The Choosing Wisely campaign “is about physicians and patients having conversations, informed conversations, about making wise choices, about their care, and avoiding unnecessary tests and procedures that are not supported by evidence,” said Christine Cassel at a press briefing in Washington, DC on 4 April. It will be supported by ongoing educational activities.

“Research shows that many doctors feel compelled to accommodate a patient’s request for a certain type of intervention, even when they don’t think that it is beneficial,” she said. “More care is not always better care. As physicians, we need to recognise the importance of these conversations and make sure that the right patient gets the right care at the right time.”
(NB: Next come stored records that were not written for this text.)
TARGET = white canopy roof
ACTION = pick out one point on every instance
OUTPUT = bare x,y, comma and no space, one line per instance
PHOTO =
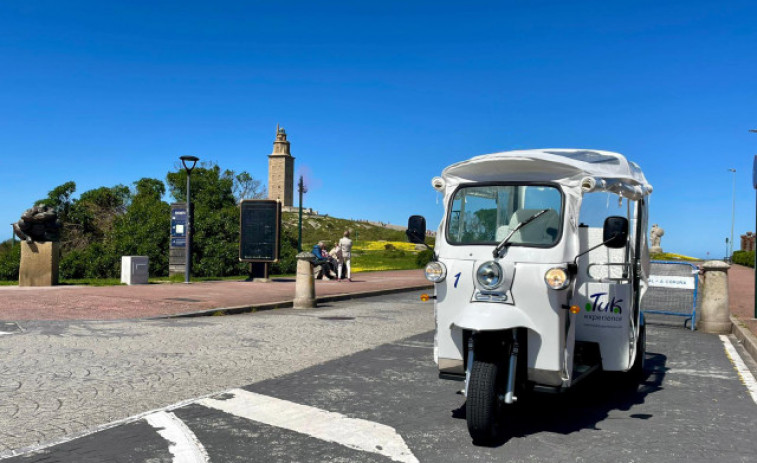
591,170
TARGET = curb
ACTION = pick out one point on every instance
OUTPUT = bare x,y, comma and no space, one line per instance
747,339
287,304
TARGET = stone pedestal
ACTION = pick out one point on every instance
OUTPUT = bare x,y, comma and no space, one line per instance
716,314
39,263
304,288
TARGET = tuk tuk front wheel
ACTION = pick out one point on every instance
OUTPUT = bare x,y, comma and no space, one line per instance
484,407
637,370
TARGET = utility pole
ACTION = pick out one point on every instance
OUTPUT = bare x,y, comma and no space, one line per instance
729,257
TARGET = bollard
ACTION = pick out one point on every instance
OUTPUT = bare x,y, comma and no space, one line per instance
304,288
716,314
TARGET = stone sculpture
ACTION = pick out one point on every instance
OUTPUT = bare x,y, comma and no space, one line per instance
38,224
655,235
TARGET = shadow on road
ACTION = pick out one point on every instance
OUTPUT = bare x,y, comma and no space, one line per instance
581,407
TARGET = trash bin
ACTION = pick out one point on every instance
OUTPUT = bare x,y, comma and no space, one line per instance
134,270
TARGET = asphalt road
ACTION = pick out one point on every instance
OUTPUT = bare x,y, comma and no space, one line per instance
353,382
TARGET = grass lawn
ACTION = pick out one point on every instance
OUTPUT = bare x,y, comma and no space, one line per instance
370,261
368,256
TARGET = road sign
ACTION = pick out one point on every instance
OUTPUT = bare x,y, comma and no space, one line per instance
259,230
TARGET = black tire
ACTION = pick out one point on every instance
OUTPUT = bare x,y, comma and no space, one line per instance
637,370
483,408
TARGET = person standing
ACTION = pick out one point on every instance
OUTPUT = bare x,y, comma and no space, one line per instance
345,245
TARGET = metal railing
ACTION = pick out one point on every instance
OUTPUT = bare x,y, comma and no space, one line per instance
672,290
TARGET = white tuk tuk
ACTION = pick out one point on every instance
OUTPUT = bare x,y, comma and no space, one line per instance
539,267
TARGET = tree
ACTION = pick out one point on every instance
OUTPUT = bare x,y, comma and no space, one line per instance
143,230
215,227
246,187
60,198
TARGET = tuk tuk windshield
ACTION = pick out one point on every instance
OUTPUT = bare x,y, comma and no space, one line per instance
487,215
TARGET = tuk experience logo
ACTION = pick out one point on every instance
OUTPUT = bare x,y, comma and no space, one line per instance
609,311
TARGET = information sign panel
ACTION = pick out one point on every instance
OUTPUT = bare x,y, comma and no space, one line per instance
178,221
259,230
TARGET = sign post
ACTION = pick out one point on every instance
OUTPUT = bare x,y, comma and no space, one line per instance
259,234
178,244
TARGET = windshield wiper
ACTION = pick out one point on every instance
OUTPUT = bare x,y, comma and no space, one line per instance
505,241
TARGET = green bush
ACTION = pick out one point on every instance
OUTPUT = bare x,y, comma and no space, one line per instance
744,258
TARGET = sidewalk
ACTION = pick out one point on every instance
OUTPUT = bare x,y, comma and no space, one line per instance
164,300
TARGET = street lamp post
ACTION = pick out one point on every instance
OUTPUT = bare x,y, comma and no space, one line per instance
754,184
188,243
301,189
733,211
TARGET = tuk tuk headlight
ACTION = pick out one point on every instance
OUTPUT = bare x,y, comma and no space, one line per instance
489,275
435,272
557,278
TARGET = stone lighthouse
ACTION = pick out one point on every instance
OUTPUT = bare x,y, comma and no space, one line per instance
281,170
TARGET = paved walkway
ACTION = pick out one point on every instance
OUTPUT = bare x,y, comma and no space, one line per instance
156,300
741,295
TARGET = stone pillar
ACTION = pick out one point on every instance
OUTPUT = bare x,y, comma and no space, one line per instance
304,288
39,263
716,314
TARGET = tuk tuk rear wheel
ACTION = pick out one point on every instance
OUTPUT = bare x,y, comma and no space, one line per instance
483,409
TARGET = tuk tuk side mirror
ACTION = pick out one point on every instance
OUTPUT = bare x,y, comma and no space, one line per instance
615,232
416,229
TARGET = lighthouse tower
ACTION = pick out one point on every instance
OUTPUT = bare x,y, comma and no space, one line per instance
281,170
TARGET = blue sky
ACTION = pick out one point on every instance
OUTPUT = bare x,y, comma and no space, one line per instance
377,98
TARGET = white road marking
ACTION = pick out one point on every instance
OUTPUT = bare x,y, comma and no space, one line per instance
702,374
184,445
354,433
746,376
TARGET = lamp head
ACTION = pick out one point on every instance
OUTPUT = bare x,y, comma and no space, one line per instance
192,159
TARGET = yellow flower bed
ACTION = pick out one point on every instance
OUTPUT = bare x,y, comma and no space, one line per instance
381,245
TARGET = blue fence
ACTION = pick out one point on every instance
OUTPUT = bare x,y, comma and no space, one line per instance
672,290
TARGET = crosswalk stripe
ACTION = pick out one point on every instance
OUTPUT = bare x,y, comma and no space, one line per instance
744,373
354,433
183,444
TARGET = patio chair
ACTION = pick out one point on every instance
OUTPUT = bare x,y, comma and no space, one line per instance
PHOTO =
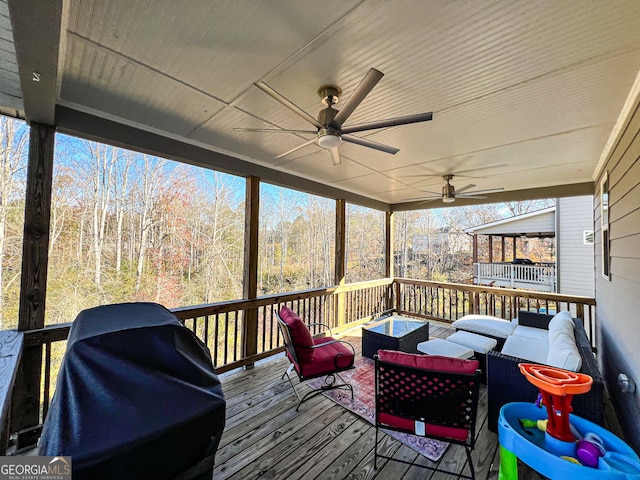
427,395
313,357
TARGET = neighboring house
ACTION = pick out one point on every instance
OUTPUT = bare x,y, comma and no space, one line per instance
569,224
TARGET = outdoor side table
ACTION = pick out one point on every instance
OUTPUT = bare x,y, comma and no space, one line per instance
393,333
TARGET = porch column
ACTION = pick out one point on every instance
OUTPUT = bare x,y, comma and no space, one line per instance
33,281
490,248
340,259
389,256
475,248
250,274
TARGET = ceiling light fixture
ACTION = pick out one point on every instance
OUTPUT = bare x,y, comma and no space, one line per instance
328,138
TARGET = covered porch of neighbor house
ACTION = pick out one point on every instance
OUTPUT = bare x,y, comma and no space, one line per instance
176,89
507,262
Cassel is president of the American Board of Internal Medicine Foundation, the charity arm of the independent non-profit organisation that evaluates and certifies doctors in internal medicine subspecialties. The board represents 374 000 doctors, about a quarter of all doctors in the US, practising in allergy, asthma and immunology, family medicine, cardiology, internal medicine, radiology, gastroenterology, oncology, nephrology, and nuclear cardiology. An additional eight groups have begun the process and will release their lists in the autumn.

The campaign from family doctors is urging doctors and patients not to seek or perform imaging tests for low back pain of less than six weeks unless red flags are present and to avoid antibiotics for acute mild to moderate sinusitis that has been present for less than seven days and DEXA scans for osteoporosis in women under 65 and men under 70 with no risk factors.

Cardiologists are advising the avoidance of stress cardiac imaging or advanced non-invasive imaging in the initial evaluation of patients without cardiac symptoms unless high risk markers are present.

And an example from gastroenterologists is for doctors not to repeat colorectal cancer screening (by any method) for 10 years after a negative colonoscopy in patients with average risk.

James Fasules, from the American College of Cardiology, said, “Patients have the idea that more is better. That isn’t always the case; more can lead to further unnecessary studies and going down the wrong pathway.”

Amy Williams, a nephrologist at the Mayo Clinic in Rochester, Minnesota, said it was important that patients heard a consistent message on appropriate care throughout the trajectory of their treatment. That was best accomplished by relying upon evidence based guidelines and educating doctors and patients as to why they were appropriate.

Much of it came down to a relationship of trust between the doctor and patient, Williams told the BMJ. “You have to be incredibly honest with your patients, have the data that you need, and tailor therapy to the needs and risk factors of the individual patient.”

She believed the continued integration of care into large systems of healthcare delivery, and the shift away from fee for service reimbursement were strengthening the practice of evidence based medicine. That would result in more consistent conversations with patients.

Five things physicians and patients should question is at www.choosingwisely.org.